I have been a Unitarian now for over twenty-five years. My wife introduced me to Unitarian-Universalism. We were married at the Unitarian church in Charlottesville, Virginia, in 1984. Megan is a self-made family physician whom I admire tremendously for her fierce independence and determination -- among other things. And I still thought, for the first decade of our marriage, that being cool with Megan keeping her own name after our marriage meant that I Got It.

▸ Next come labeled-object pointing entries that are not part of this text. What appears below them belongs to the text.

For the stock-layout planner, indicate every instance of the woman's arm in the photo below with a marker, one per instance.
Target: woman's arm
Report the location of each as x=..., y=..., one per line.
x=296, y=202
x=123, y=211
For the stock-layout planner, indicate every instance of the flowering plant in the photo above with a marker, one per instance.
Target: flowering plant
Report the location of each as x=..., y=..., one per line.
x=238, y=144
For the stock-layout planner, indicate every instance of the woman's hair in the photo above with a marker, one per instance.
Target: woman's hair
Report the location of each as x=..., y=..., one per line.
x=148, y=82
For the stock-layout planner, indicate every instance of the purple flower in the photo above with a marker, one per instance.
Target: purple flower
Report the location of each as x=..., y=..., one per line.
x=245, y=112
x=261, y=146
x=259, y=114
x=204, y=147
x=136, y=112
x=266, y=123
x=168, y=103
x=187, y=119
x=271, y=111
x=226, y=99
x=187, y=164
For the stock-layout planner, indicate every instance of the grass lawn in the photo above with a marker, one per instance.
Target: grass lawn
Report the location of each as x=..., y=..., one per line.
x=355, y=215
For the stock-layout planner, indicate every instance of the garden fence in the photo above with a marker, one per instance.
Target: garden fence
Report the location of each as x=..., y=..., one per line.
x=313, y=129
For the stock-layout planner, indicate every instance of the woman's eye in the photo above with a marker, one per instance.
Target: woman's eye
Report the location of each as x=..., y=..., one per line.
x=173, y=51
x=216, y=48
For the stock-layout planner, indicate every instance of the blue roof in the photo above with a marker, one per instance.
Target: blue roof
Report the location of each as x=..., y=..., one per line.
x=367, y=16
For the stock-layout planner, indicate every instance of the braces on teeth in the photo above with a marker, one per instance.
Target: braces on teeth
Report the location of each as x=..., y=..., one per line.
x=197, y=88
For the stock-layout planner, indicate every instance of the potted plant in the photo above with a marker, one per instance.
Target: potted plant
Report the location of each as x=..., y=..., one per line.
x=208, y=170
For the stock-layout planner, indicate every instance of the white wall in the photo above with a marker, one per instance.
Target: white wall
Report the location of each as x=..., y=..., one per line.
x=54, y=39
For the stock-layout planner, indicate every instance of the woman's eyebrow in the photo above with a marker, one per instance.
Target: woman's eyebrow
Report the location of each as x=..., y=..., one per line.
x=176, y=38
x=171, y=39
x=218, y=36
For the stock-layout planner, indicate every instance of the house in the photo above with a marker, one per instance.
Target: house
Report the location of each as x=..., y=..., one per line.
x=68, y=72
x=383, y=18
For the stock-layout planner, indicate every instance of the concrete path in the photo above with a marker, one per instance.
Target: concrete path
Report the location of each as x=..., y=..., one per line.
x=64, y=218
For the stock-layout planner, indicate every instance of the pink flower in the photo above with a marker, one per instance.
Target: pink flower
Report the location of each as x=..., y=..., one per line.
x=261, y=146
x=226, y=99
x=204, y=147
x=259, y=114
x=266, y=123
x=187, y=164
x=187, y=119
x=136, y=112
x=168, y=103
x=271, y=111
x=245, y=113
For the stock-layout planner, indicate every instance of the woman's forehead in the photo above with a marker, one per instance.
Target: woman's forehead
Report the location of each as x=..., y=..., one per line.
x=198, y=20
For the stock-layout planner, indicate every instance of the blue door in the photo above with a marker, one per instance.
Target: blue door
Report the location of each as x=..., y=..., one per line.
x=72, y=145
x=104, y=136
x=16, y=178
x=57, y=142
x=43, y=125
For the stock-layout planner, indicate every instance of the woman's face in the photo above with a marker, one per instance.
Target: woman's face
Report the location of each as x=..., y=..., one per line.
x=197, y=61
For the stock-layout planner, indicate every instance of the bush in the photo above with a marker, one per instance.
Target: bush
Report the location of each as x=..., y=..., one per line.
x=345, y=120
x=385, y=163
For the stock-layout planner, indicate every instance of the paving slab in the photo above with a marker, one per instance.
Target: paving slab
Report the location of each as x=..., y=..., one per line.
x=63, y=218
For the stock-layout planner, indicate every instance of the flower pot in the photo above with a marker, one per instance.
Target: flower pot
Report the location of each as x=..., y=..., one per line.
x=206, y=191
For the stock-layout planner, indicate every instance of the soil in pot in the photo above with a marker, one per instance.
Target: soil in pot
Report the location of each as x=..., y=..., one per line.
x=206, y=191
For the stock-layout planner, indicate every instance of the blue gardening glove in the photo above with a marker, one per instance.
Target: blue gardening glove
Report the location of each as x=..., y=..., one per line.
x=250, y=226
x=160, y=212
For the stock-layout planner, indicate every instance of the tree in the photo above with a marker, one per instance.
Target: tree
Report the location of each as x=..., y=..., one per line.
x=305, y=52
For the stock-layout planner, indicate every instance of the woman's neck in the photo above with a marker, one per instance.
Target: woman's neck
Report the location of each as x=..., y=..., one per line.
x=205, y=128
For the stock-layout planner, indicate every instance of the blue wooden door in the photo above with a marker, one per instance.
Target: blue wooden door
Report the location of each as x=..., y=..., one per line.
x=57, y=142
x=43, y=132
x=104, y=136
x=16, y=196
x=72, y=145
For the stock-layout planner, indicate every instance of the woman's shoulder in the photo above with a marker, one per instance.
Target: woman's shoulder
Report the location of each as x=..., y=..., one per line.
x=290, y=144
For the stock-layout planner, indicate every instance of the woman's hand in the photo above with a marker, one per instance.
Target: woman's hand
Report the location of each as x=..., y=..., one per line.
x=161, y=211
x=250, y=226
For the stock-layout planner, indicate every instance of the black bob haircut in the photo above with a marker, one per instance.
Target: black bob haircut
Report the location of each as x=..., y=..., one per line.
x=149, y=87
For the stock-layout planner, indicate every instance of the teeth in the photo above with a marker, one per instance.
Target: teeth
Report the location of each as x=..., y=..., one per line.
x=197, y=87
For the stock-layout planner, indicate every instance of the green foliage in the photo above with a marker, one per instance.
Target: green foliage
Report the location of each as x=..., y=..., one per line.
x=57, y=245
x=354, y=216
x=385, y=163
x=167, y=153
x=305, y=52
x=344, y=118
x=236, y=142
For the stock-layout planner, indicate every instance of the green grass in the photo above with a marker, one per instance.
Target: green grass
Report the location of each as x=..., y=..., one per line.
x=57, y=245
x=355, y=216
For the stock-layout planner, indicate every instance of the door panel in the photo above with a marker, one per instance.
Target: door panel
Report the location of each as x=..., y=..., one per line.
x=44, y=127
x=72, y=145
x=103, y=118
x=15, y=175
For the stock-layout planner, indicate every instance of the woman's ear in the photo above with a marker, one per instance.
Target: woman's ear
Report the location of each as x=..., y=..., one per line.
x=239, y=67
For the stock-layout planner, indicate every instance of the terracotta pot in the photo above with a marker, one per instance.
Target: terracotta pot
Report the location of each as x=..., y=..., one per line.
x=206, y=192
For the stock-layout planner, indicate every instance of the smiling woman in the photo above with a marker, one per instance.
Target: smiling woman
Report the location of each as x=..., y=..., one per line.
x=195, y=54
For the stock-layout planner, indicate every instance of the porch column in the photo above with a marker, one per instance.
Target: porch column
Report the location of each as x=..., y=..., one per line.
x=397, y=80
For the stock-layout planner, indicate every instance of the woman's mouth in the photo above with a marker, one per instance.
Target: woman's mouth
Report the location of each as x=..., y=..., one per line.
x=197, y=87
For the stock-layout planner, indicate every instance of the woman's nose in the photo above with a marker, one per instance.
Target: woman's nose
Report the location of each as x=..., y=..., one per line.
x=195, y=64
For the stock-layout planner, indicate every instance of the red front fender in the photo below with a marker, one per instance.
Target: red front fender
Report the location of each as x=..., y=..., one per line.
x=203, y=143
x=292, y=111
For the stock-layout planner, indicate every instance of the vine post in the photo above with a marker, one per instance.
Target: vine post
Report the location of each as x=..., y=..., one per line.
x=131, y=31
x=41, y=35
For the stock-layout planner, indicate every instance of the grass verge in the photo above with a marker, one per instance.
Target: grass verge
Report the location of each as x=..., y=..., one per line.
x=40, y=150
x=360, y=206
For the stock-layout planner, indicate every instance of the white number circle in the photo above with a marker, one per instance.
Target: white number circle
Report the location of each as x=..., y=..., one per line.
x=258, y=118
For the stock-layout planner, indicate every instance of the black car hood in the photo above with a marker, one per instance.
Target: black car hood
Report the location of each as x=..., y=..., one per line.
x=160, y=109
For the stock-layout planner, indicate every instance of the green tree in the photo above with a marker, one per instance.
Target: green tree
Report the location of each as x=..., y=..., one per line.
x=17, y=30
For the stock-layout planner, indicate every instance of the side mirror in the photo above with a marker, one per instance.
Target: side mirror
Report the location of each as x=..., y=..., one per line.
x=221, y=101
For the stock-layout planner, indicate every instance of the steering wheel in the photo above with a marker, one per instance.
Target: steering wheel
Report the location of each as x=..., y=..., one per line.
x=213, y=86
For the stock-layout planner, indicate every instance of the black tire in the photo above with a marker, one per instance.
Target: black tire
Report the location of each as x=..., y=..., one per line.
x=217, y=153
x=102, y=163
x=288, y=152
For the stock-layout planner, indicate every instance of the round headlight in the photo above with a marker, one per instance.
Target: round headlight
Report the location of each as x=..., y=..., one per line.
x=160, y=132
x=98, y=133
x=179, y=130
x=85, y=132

Actually, it took becoming the father of a daughter to finally open my eyes the slightest, tiniest crack. To begin to realize that my daughter, as a woman, was always going to have to think about where she went, and with whom, and at what time of day, and where she parked her car -- in short, an element of fear was always going to have to be present in her life that has always been absent from mine. I finally began to realize that this would be a different life than the one I was privileged to lead It is only now, as I get older, as my autoimmune disease makes me limp and look more like a victim ripe for plucking, that I begin to feel a glimmer of what it feels like to be, potentially, prey. And that this is only one of many, many facets of being a woman that I can only dimly understand. I will never feel a life grow inside me, or feel my body follow a monthly cycle, or share in a sisterhood of kinship and cooperation.
So. I haven’t even touched on the fact that for years I worked as the lone male in a predominantly female career, as a desk librarian. Or how advantages that I didn’t want, or work for, or deserve, were still thrown at me because I was male. I also haven’t touched on the fact that the women in my life still have to contend with a glass ceiling in business, and with making significantly less money than their male counterparts. All revelations for another time, I guess. I wish the workplace could be, for everyone, a community of believers and of dreamers, and especially of believers in the dream of a world where all human beings have an equal claim to life, and liberty, and justice. I dream of, and hope for, and try to work for, a world where my daughter, where every daughter, where every PERSON, can walk down the street with the feeling inside them that, “I’m six-foot-five and I don’t have to be afraid of anything!”